I’ve attempted to download data from the 2010 survey data for Brazil. However, I noticed several issues with the data when I open it in Stata.
Sao Paulo and Belo Horizonte are not included in the data, which I intend to use as the focus of my research
The metro area does not match up with the state. For example, it lists the metro area as Natal, which is in the state of Bahia, but it has been matched up with observations in the state of Minas Gerais, which is not true.
Please let me know if you have any further advice. Is it possible that the size of the file was too large? Or is something else occurring?

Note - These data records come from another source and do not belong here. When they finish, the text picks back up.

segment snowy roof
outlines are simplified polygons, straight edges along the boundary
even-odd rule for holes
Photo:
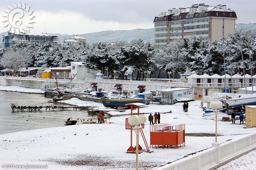
[[[245,90],[245,88],[241,88],[240,89],[238,89],[238,90]],[[246,88],[246,90],[248,91],[252,91],[252,87],[247,87]],[[253,86],[253,91],[256,91],[256,86]]]
[[[189,88],[182,88],[181,87],[177,87],[177,88],[172,88],[171,89],[162,89],[161,90],[157,90],[158,91],[161,91],[162,92],[171,92],[176,91],[184,90],[190,90],[192,89]]]
[[[221,76],[218,74],[215,74],[211,76],[211,77],[212,78],[221,78]]]
[[[235,75],[233,75],[232,76],[232,78],[234,79],[241,79],[241,78],[242,78],[242,77],[241,76],[241,75],[238,74],[236,74]]]
[[[191,75],[189,76],[188,77],[187,77],[187,78],[201,78],[201,76],[202,76],[198,75],[196,74],[191,74]]]
[[[70,62],[70,63],[74,63],[76,65],[84,65],[85,64],[85,62],[80,62],[79,61],[72,61]]]
[[[211,76],[207,74],[204,74],[201,76],[201,78],[209,78],[210,77],[211,77]]]
[[[224,75],[221,76],[221,78],[225,78],[225,75],[224,74]],[[228,74],[226,74],[226,79],[231,79],[231,76]]]
[[[78,42],[76,40],[64,40],[65,42]]]

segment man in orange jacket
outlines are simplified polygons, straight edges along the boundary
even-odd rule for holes
[[[154,124],[157,124],[157,113],[156,113],[156,112],[155,112],[154,114]]]

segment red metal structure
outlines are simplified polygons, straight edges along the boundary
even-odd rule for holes
[[[127,106],[131,106],[131,115],[132,115],[132,107],[135,106],[136,107],[138,107],[138,115],[140,113],[140,106],[143,106],[145,105],[145,104],[143,104],[142,103],[134,103],[133,104],[125,104],[125,105]],[[130,125],[129,124],[129,122],[128,122],[128,119],[129,119],[129,118],[125,118],[125,129],[131,129],[131,146],[128,148],[128,149],[127,150],[127,152],[134,152],[136,150],[136,147],[135,146],[135,147],[133,147],[132,146],[132,126]],[[142,128],[144,128],[144,125],[142,125]],[[147,151],[149,151],[149,149],[148,148],[148,143],[147,143],[147,141],[146,140],[146,138],[145,138],[145,136],[144,136],[144,133],[143,133],[143,131],[142,129],[141,129],[140,130],[140,134],[141,134],[142,135],[142,138],[143,139],[143,140],[144,141],[144,143],[145,143],[145,145],[146,147],[146,148],[147,149]],[[139,147],[138,149],[139,150],[142,150],[142,148],[141,147],[139,144]]]
[[[180,145],[185,146],[185,125],[171,126],[168,124],[160,123],[150,126],[150,145],[175,146],[177,148]]]

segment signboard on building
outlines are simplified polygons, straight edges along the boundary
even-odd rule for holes
[[[203,97],[203,89],[200,88],[194,89],[194,99],[200,99]]]

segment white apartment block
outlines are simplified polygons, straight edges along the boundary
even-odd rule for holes
[[[155,42],[166,45],[177,39],[201,36],[204,40],[220,40],[235,30],[236,12],[226,5],[204,4],[191,7],[172,8],[155,17]]]

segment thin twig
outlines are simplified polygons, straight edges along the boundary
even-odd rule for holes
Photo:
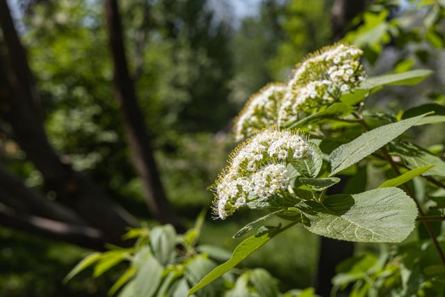
[[[368,124],[363,120],[363,118],[361,116],[359,116],[356,113],[353,113],[353,115],[359,120],[359,122],[365,129],[365,130],[366,131],[371,130],[371,128],[369,127]],[[388,162],[389,162],[389,165],[391,165],[391,168],[392,168],[394,173],[396,173],[398,176],[400,175],[400,171],[398,170],[398,167],[397,167],[397,165],[396,164],[394,161],[392,159],[392,158],[391,157],[391,156],[389,155],[387,150],[385,147],[381,147],[380,150],[383,154],[383,156],[385,157],[385,159]],[[419,209],[419,213],[420,214],[420,217],[421,218],[425,217],[425,214],[423,213],[423,211],[421,207],[420,203],[419,203],[419,201],[417,201],[417,200],[416,199],[414,193],[412,192],[411,188],[408,186],[407,184],[403,184],[402,186],[403,186],[403,188],[406,191],[408,195],[410,195],[411,198],[412,198],[412,200],[414,201],[414,202],[416,202],[416,204],[417,205],[417,209]],[[444,254],[444,251],[442,250],[440,245],[439,244],[439,241],[437,241],[437,239],[436,238],[436,236],[434,234],[434,231],[431,227],[431,224],[428,220],[422,220],[422,221],[423,222],[423,224],[425,225],[425,227],[426,228],[426,230],[428,232],[428,235],[430,236],[430,237],[431,237],[431,239],[432,240],[432,243],[434,243],[435,247],[436,248],[436,250],[437,250],[437,252],[440,256],[440,259],[442,259],[443,264],[445,265],[445,255]]]

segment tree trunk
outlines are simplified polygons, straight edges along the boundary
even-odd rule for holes
[[[122,243],[121,236],[126,228],[136,225],[136,220],[92,181],[63,162],[49,144],[38,111],[38,95],[25,50],[6,1],[0,1],[0,25],[8,62],[8,65],[0,65],[0,72],[7,71],[1,74],[4,79],[0,81],[0,114],[10,125],[15,141],[60,202],[102,231],[105,240]]]
[[[182,232],[184,228],[165,196],[149,134],[129,73],[117,1],[105,0],[104,6],[114,65],[115,96],[124,115],[133,163],[143,184],[145,202],[155,218],[163,223],[171,223],[178,232]]]
[[[365,0],[335,0],[331,10],[331,23],[334,40],[341,39],[348,25],[354,17],[364,10]]]

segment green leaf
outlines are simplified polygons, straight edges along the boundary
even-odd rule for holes
[[[261,297],[276,297],[278,288],[275,280],[266,270],[257,268],[250,271],[250,282]]]
[[[181,278],[177,283],[177,286],[175,289],[172,297],[184,297],[187,296],[188,292],[188,284],[185,278]]]
[[[334,186],[340,182],[338,177],[325,178],[306,178],[300,177],[300,182],[315,191],[323,191],[330,186]]]
[[[191,261],[187,264],[184,277],[188,283],[193,286],[197,284],[202,278],[216,267],[216,264],[213,261],[206,258],[204,255],[200,255],[195,257]],[[218,291],[221,283],[218,282],[213,282],[209,287],[202,288],[200,291],[198,296],[215,296],[215,291]]]
[[[235,282],[235,287],[227,291],[224,297],[254,297],[257,294],[252,294],[248,287],[249,280],[248,273],[242,274]]]
[[[203,244],[197,246],[196,250],[200,252],[209,255],[211,258],[219,261],[227,261],[232,256],[232,254],[227,250],[216,246]]]
[[[130,281],[119,294],[119,297],[134,297],[137,296],[134,289],[134,280]]]
[[[156,294],[156,297],[164,297],[168,296],[168,291],[171,289],[172,287],[175,284],[175,282],[179,278],[180,278],[183,272],[180,271],[175,270],[170,271],[162,282],[162,284],[159,287],[159,289],[158,290],[158,292]],[[188,291],[188,289],[187,289],[187,291],[186,291],[186,294],[184,296],[186,296],[187,291]]]
[[[193,246],[196,243],[197,239],[200,237],[200,234],[201,233],[201,229],[202,228],[202,225],[204,224],[204,220],[205,220],[207,211],[203,209],[201,211],[197,218],[196,218],[196,221],[195,222],[195,226],[187,230],[186,234],[184,235],[184,240],[186,244]]]
[[[291,225],[295,225],[296,223],[291,223],[284,227],[280,228],[280,226],[266,229],[260,232],[256,235],[252,235],[244,239],[234,250],[232,257],[226,262],[216,267],[207,274],[200,282],[193,287],[188,291],[188,296],[196,292],[200,289],[210,284],[232,268],[235,267],[239,262],[245,259],[255,250],[266,244],[272,238],[277,234],[287,229]]]
[[[150,244],[161,264],[165,266],[172,261],[176,243],[176,232],[171,225],[156,226],[152,230]]]
[[[324,111],[314,113],[296,122],[289,123],[286,126],[289,129],[301,128],[307,124],[323,118],[328,118],[334,115],[342,115],[350,113],[354,111],[354,109],[348,104],[341,102],[337,102],[327,107]]]
[[[309,156],[292,163],[292,166],[306,177],[316,177],[323,165],[323,156],[320,147],[312,142],[308,143]]]
[[[417,69],[402,73],[383,74],[366,79],[359,87],[359,90],[372,90],[386,85],[416,85],[432,74],[433,72],[426,69]]]
[[[422,174],[423,176],[445,176],[445,162],[414,143],[400,141],[396,145],[390,145],[389,150],[391,154],[399,156],[410,169],[435,164],[435,166]]]
[[[156,258],[150,255],[134,278],[134,291],[137,292],[137,296],[154,296],[161,284],[163,270]]]
[[[113,287],[108,291],[108,295],[109,296],[114,295],[115,293],[118,291],[119,289],[120,289],[124,284],[125,284],[136,273],[137,268],[134,266],[129,267],[128,269],[125,271],[125,272],[120,275],[120,278],[116,282],[114,283]]]
[[[149,230],[148,228],[131,228],[127,233],[122,235],[122,239],[131,239],[138,237],[147,237],[149,235]]]
[[[70,271],[67,276],[65,277],[65,278],[63,279],[63,282],[67,283],[70,281],[70,280],[76,276],[81,271],[85,270],[86,268],[95,264],[100,259],[102,255],[102,252],[93,252],[92,254],[90,254],[86,256],[80,262],[79,262],[71,271]]]
[[[437,124],[445,122],[445,115],[430,115],[425,117],[417,122],[414,126],[421,126],[422,125]]]
[[[398,188],[328,196],[323,204],[298,204],[309,219],[306,229],[318,235],[357,242],[400,242],[414,227],[417,208]]]
[[[430,111],[434,111],[435,115],[445,115],[445,106],[436,103],[427,103],[418,106],[412,107],[403,113],[402,115],[402,119],[405,120],[423,115],[423,113],[426,113]],[[426,119],[428,118],[428,117],[426,117],[425,118]]]
[[[339,146],[329,155],[332,168],[330,176],[346,169],[372,154],[402,134],[426,115],[428,113],[379,127]]]
[[[428,165],[425,167],[419,167],[419,168],[413,169],[405,172],[403,175],[398,176],[396,178],[389,179],[382,184],[379,188],[388,188],[390,186],[398,186],[400,184],[403,184],[405,182],[412,179],[413,178],[427,172],[432,168],[435,166],[434,164]]]
[[[129,252],[126,250],[111,250],[104,252],[95,267],[92,276],[99,278],[104,272],[122,262],[129,255]]]
[[[234,234],[232,238],[234,238],[234,239],[240,238],[241,236],[242,236],[245,234],[246,234],[246,233],[249,232],[250,231],[251,231],[254,228],[254,227],[255,227],[256,225],[257,225],[260,223],[262,223],[263,221],[267,220],[268,218],[271,218],[273,216],[279,214],[280,213],[282,213],[283,211],[284,211],[284,209],[280,209],[280,210],[277,210],[276,211],[273,211],[273,212],[271,212],[270,214],[268,214],[266,216],[261,216],[261,218],[257,218],[257,220],[254,220],[253,222],[249,223],[245,226],[243,227],[241,229],[238,230],[238,232]]]

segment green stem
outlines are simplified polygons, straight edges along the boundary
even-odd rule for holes
[[[419,216],[416,219],[416,220],[419,221],[425,221],[425,220],[445,220],[445,216]]]
[[[355,113],[353,114],[359,120],[359,122],[360,123],[360,125],[362,125],[362,126],[364,128],[366,131],[371,130],[370,127],[359,115],[357,115]],[[387,151],[386,148],[382,147],[380,148],[380,150],[382,152],[382,154],[383,155],[385,159],[389,163],[389,165],[391,165],[391,168],[392,168],[394,173],[396,173],[396,175],[397,175],[398,176],[400,175],[400,171],[398,170],[398,167],[397,167],[396,162],[394,162],[394,161],[392,159],[392,158]],[[411,191],[411,188],[408,186],[407,184],[403,184],[402,186],[403,187],[403,188],[405,188],[408,195],[411,197],[411,198],[414,200],[414,202],[417,205],[417,209],[419,209],[419,214],[420,214],[420,217],[421,218],[425,217],[425,214],[422,210],[421,206],[420,205],[420,203],[419,202],[419,201],[417,201],[417,200],[416,199],[414,193],[412,192],[412,191]],[[437,239],[436,238],[436,236],[434,234],[434,230],[431,227],[431,224],[428,220],[422,220],[422,221],[425,225],[426,231],[428,232],[428,235],[431,238],[431,240],[432,240],[432,243],[434,243],[434,246],[436,248],[436,250],[437,250],[437,252],[440,256],[440,259],[442,261],[442,264],[445,265],[445,254],[444,254],[444,251],[442,250],[440,245],[439,244],[439,241],[437,241]]]

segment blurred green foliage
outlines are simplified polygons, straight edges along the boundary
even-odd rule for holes
[[[20,1],[10,2],[19,7]],[[91,176],[130,212],[147,219],[142,186],[129,161],[113,98],[102,1],[22,2],[22,40],[51,142],[76,169]],[[330,43],[332,2],[264,0],[257,15],[243,17],[238,25],[227,16],[216,15],[211,1],[120,2],[130,70],[162,180],[168,197],[189,224],[210,205],[208,186],[234,146],[228,136],[232,118],[250,94],[268,81],[284,79],[307,53]],[[353,22],[351,29],[357,29],[346,39],[365,47],[370,73],[394,65],[400,71],[419,63],[440,67],[443,63],[435,62],[444,44],[439,4],[420,8],[408,5],[400,11],[396,2],[373,2]],[[400,17],[397,22],[394,15]],[[389,46],[397,49],[392,56],[385,55]],[[407,109],[419,101],[443,104],[442,79],[436,76],[430,81],[438,86],[434,93],[427,92],[430,88],[426,85],[410,88],[407,99],[403,87],[385,90],[387,99],[382,104]],[[419,141],[436,148],[443,145],[442,130],[435,129]],[[29,186],[44,191],[40,173],[24,161],[15,143],[3,136],[0,142],[0,158],[8,169]],[[371,167],[367,168],[368,184],[378,185]],[[51,198],[51,192],[46,194]],[[245,212],[223,225],[209,220],[201,243],[217,242],[233,250],[236,243],[230,236],[250,218]],[[122,268],[98,280],[82,275],[64,285],[63,277],[85,250],[3,227],[0,242],[0,296],[104,296]],[[295,228],[244,265],[267,269],[280,280],[282,290],[307,287],[314,282],[318,248],[315,236]],[[357,250],[376,252],[366,245]]]

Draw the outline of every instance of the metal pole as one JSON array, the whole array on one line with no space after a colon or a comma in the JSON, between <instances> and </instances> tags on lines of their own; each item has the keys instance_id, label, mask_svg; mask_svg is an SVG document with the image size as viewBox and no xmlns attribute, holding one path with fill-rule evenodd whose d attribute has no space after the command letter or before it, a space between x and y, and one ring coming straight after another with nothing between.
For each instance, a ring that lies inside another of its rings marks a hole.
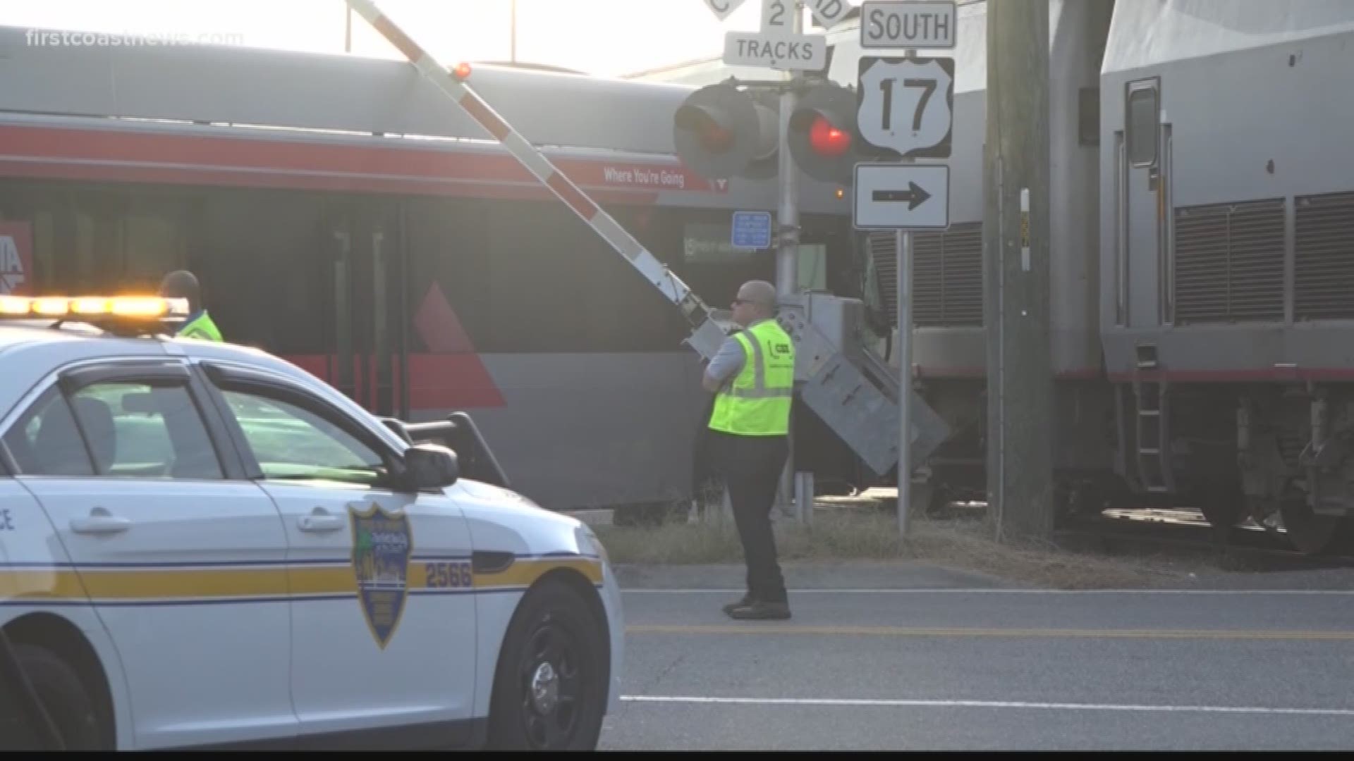
<instances>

There must be a problem with the stata file. Perhaps it is too large. The file can be made smaller by using the IPUMS “Select Cases” feature (if all you wish to study is a subset, such as Sao Paulo and Belo Horizonte) or by Customize Sample Size (see “How to reduce sample size” on the extract submission page).
To check that the geography in the sample is correct, I used “Analyze Data Online,” selected the 2010 Brazil sample, then ran a table of statebr (row) by metrobr (col) using person weights. The result is that 5,421,987 people are in Belo Horizonte and all are in the state of Minas Gerais. For Sao Paulo, 19,693,625 are in the metro area and all are in the state of SP.
I would also recommend re-downloading the data file and unzipping the file using a program such as 7-zip in case there was an error in the decompression process. The video tutorials on opening extracts are also helpful for trouble shooting errors in the process reading IPUMS-International data into common statistical software packages.
Thank you both for your answers. As you said, if I analyze it online it does appear correctly. I reduced the sample size substantially by number. Unfortunately it will not allow me to select cases for the variables that I selected. I downloaded 7z but the data still does not match up.
Do you have further advice I may follow? It appears correctly online, but it’s off when I’ve actually downloaded it into Stata.
I have downloaded a few of your extracts and I see the same issues you are seeing. I also created my own extract with the br10a_metro and br10a_state variables and saw the same issues. However, I also extracted the variables METROBR and STATEBR, and those variables do not have any issues. I would recommend recreating your extract using integrated variables and see if the same issues arise.